Wind Subsidies for Xcel Energy’s Minnesota Operations Totaled More Than $49 Million in 2016
According to data found in utility documents filed with the Minnesota Public Utilities Commission, Xcel Energy earned $49.3 million in federal subsidies in 2016 from its wind facilities located throughout Minnesota and North Dakota. It’s important to remember that the cost of wind energy in Minnesota is not just reflected in your monthly electric bill, but it also increases the amount of federal taxes you must pay.
While $49 million is no doubt a significant chuck of change, it likely represents only a small amount of the federal subsidies doled out to wind producers in Minnesota because most of the wind power generated in Minnesota comes in the form of power purchase agreements (PPA’s) between independent power producers (IPP’s) and utility companies.

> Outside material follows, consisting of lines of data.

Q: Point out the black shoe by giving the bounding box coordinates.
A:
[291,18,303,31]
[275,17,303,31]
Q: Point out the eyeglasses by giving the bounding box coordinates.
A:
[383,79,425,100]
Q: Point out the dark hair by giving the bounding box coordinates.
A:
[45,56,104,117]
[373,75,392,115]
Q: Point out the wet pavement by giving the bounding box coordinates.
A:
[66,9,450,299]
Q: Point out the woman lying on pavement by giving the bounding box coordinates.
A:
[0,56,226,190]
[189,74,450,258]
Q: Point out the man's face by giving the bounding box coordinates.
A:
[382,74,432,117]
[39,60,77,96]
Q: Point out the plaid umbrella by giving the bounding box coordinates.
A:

These IPP’s do not have to file similar paperwork with the PUC, so we can’t really be sure how much of their wind generation qualifies for the PTC, but the fact that 73 percent of the wind generated in 2016 came from these IPP’s means the amount of federal tax money paid to Minnesota wind producers is probably much higher than the $49 million reaped by Xcel Energy.
It’s important to remember that subsidies, and not free-market decisions, are the driving factor behind building wind facilities. In fact, the Energy Information Administration estimates wind farms construction will plummet once the subsidies expire, as shown in the graph below.
It’s like Warren Buffett said, the only reason to build wind turbines is to harvest the tax credits.